Of the total examinees, 0.5% (1799/331,694) and 0.4% (390/85,652) in the training cohort and the test cohort were diagnosed with HCC, respectively. Of the selected predictors, older age, male sex, obesity, abnormal liver function tests, the family history of chronic liver disease, and underlying chronic liver disease, chronic hepatitis virus or human immunodeficiency virus infection, and diabetes mellitus were associated with increased risk, whereas higher income, elevated total cholesterol, and underlying dyslipidemia or schizophrenic/delusional disorders were associated with decreased risk of HCC development (p < 0.001).
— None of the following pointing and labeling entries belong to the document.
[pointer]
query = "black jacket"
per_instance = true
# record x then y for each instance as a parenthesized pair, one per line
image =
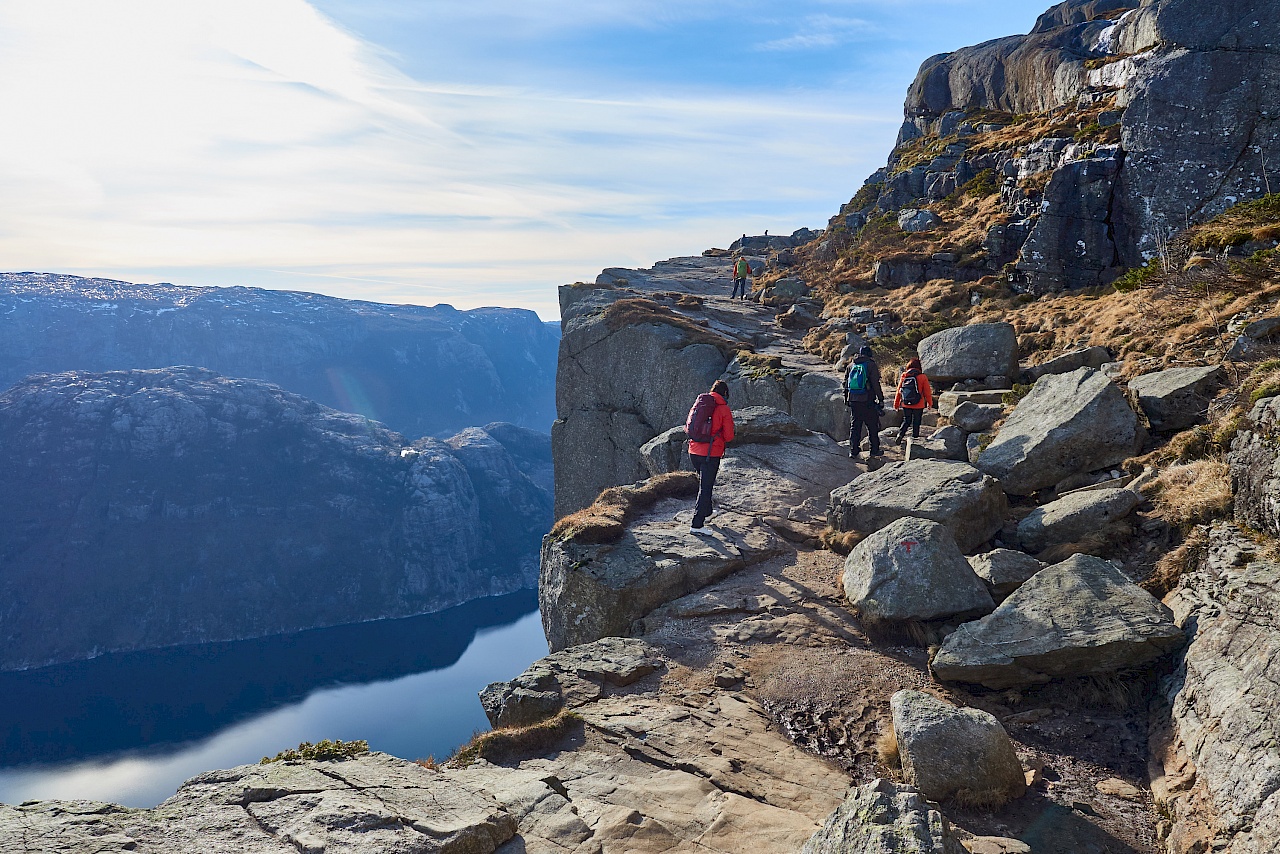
(873, 393)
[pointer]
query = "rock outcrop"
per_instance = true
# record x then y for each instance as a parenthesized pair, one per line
(1068, 424)
(951, 493)
(1176, 398)
(955, 753)
(179, 507)
(419, 370)
(1074, 619)
(970, 352)
(912, 569)
(1075, 517)
(1215, 759)
(885, 818)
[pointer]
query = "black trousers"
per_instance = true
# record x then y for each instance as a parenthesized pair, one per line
(910, 421)
(707, 469)
(863, 414)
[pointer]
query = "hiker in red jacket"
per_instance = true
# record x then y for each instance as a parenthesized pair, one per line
(914, 396)
(707, 455)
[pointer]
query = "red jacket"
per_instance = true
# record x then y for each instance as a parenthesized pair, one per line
(722, 428)
(922, 383)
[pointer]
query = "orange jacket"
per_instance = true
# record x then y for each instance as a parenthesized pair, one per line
(722, 428)
(922, 382)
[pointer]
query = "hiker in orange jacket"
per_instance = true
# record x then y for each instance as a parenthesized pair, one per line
(707, 456)
(914, 394)
(741, 269)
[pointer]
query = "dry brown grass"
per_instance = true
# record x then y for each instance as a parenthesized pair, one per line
(1193, 493)
(887, 750)
(1171, 567)
(516, 743)
(606, 520)
(639, 311)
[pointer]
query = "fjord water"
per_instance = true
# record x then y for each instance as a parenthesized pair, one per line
(129, 729)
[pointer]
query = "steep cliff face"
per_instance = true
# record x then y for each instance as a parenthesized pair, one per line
(156, 507)
(420, 370)
(1139, 117)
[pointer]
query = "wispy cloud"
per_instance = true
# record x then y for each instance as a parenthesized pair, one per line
(822, 32)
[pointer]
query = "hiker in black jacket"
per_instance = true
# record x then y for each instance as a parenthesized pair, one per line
(865, 400)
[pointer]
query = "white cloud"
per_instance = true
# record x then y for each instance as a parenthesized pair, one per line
(257, 140)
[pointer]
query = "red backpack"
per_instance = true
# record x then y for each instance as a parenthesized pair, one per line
(698, 424)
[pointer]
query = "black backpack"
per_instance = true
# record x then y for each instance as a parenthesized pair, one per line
(910, 391)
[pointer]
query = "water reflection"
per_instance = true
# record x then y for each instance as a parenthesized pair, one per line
(131, 727)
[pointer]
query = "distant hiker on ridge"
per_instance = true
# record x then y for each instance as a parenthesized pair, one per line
(865, 400)
(914, 394)
(709, 427)
(741, 269)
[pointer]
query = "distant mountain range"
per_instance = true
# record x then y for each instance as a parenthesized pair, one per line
(149, 508)
(419, 370)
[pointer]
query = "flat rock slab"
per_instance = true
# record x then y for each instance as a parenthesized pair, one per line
(947, 492)
(912, 569)
(1175, 398)
(950, 752)
(1068, 424)
(1005, 570)
(365, 805)
(588, 592)
(568, 679)
(882, 817)
(970, 352)
(1078, 617)
(1073, 517)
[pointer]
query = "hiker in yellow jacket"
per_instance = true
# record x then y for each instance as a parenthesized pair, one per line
(741, 269)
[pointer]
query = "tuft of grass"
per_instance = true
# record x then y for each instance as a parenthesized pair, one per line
(1174, 565)
(606, 520)
(320, 752)
(887, 749)
(511, 743)
(1193, 493)
(841, 542)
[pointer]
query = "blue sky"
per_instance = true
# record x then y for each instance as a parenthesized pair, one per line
(464, 151)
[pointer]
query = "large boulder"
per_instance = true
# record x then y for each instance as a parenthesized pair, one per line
(1068, 424)
(970, 352)
(567, 679)
(945, 443)
(1074, 360)
(1079, 617)
(1255, 461)
(1175, 398)
(1073, 517)
(913, 570)
(666, 452)
(951, 752)
(977, 418)
(881, 817)
(947, 492)
(1005, 570)
(1072, 243)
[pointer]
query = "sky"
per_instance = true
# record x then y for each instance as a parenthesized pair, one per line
(424, 151)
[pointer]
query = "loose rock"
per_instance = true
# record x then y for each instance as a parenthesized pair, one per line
(949, 752)
(951, 493)
(1068, 424)
(913, 570)
(1078, 617)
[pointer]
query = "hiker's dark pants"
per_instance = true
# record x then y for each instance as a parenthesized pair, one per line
(707, 469)
(910, 421)
(863, 414)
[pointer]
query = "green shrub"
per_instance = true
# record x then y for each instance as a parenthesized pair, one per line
(321, 752)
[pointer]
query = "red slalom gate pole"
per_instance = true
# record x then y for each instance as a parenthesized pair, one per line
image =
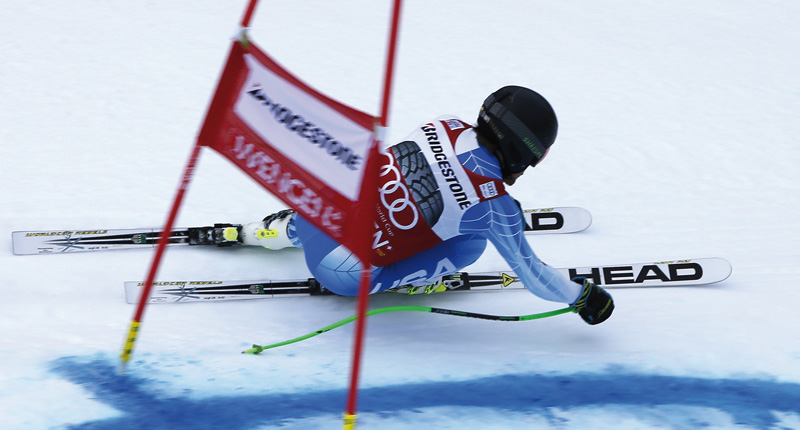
(133, 331)
(366, 281)
(188, 173)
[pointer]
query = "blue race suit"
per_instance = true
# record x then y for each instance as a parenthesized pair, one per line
(462, 209)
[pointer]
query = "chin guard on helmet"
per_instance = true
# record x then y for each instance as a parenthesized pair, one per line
(522, 125)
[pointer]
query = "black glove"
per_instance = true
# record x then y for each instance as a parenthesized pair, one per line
(594, 305)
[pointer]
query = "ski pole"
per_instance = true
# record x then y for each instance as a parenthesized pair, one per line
(257, 349)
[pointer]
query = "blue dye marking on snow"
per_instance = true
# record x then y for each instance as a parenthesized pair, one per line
(748, 401)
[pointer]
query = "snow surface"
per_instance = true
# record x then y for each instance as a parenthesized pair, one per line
(679, 129)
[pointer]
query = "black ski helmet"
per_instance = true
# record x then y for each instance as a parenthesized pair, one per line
(521, 123)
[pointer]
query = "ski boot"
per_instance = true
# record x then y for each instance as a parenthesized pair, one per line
(219, 234)
(270, 233)
(594, 305)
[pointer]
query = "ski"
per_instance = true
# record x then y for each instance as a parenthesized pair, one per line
(538, 221)
(700, 271)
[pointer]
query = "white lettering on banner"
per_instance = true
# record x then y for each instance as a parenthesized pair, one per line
(308, 202)
(306, 130)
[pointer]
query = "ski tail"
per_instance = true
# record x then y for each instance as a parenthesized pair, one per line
(692, 272)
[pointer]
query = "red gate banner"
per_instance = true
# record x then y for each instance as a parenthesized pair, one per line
(304, 147)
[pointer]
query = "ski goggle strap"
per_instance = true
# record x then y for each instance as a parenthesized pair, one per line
(520, 130)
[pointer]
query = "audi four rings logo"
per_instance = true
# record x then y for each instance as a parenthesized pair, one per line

In the test, our model showed good discrimination and calibration. The C-index, AUC, and Brier skill score were 0.857, 0.873, and 0.078, respectively.
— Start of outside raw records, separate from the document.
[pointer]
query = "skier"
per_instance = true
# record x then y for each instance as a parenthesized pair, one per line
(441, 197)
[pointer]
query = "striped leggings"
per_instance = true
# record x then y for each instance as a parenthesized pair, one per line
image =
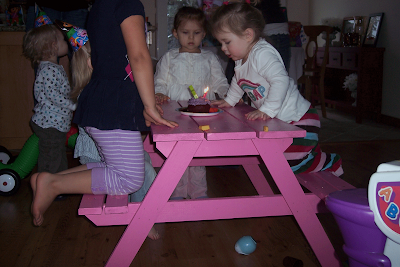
(121, 170)
(304, 154)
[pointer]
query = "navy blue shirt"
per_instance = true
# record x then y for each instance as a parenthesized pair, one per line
(110, 100)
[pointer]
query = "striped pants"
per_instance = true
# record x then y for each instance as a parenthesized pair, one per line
(304, 154)
(121, 170)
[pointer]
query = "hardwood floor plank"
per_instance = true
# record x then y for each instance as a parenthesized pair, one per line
(67, 239)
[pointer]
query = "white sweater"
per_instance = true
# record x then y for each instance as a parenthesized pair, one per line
(177, 71)
(264, 78)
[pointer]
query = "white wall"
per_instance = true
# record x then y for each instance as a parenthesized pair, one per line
(389, 38)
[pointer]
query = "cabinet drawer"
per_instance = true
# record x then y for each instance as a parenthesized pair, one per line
(349, 60)
(334, 59)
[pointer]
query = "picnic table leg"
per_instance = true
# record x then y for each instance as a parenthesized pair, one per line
(153, 203)
(271, 152)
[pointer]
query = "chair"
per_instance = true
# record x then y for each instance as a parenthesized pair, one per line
(313, 73)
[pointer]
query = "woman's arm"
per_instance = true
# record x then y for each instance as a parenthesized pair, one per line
(141, 65)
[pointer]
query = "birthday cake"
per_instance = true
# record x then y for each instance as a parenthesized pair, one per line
(198, 105)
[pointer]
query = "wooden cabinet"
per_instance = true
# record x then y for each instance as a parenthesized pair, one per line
(367, 62)
(16, 91)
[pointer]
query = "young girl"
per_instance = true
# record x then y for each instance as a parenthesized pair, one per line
(53, 111)
(189, 65)
(110, 108)
(260, 72)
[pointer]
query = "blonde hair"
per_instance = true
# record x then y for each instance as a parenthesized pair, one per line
(81, 72)
(237, 17)
(40, 43)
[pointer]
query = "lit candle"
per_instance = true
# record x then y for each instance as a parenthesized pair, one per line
(193, 92)
(205, 92)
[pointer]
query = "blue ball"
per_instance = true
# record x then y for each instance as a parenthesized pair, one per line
(245, 245)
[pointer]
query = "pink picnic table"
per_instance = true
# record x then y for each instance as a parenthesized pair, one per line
(231, 140)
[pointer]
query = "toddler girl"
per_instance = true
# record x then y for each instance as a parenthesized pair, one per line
(112, 109)
(53, 110)
(189, 65)
(260, 72)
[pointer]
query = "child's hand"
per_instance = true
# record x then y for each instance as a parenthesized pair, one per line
(220, 103)
(257, 114)
(161, 98)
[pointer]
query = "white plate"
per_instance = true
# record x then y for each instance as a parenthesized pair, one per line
(197, 114)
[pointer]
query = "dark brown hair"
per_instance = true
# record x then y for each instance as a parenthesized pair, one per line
(237, 17)
(190, 13)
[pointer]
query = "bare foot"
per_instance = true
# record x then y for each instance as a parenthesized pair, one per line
(153, 234)
(44, 194)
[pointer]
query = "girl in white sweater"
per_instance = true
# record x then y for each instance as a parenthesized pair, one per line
(261, 74)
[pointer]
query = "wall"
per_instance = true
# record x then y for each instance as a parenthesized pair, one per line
(389, 38)
(312, 11)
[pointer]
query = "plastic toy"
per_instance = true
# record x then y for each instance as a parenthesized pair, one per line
(245, 245)
(12, 173)
(369, 220)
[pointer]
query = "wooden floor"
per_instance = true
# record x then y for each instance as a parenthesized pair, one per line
(67, 239)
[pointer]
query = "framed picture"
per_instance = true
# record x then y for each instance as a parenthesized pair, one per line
(349, 25)
(372, 33)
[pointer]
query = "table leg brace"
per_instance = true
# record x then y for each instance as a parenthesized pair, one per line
(157, 196)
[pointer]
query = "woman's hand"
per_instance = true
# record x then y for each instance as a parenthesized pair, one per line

Machine learning-based model could be used to predict the risk of HCC development based on the health screening examination results and claim data.
几乎所有韩国人都参加了强制性的国家医疗保险,并被要求每两年至少进行一次健康检查。我们旨在开发一种机器学习模型,根据筛查结果和保险索赔数据预测肝细胞癌(HCC)的发病风险。
本研究使用了国家健康保险服务-国家健康筛查数据库(NHIS-2020-2-146)。我们的研究队列由 2004 年至 2007 年间无癌症史的 417346 名健康检查受检者组成,根据检查日期分为训练队列和测试队列,检查日期早于或晚于 2005 年。使用 Cox 比例风险回归和 1000 个不同的自举数据集选择稳健的预测因子。随机森林和极端梯度增强算法用于开发筛查后 9 年内 HCC 发展风险的预测模型。在训练队列中通过交叉验证优化预测模型后,在测试队列中对模型进行验证。
在总受检者中,训练队列和测试队列中分别有 0.5%(1799/331694)和 0.4%(390/85652)被诊断为 HCC。在选定的预测因素中,年龄较大、男性、肥胖、肝功能异常、慢性肝病家族史、慢性肝病、慢性肝炎病毒或人类免疫缺陷病毒感染以及糖尿病与 HCC 发病风险增加相关,而较高的收入、总胆固醇升高以及潜在的血脂异常或精神分裂症/妄想障碍与 HCC 发病风险降低相关(p<0.001)。在测试中,我们的模型显示出良好的区分度和校准度。C 指数、AUC 和 Brier 技能评分分别为 0.857、0.873 和 0.078。
基于健康检查结果和索赔数据,基于机器学习的模型可用于预测 HCC 发病风险。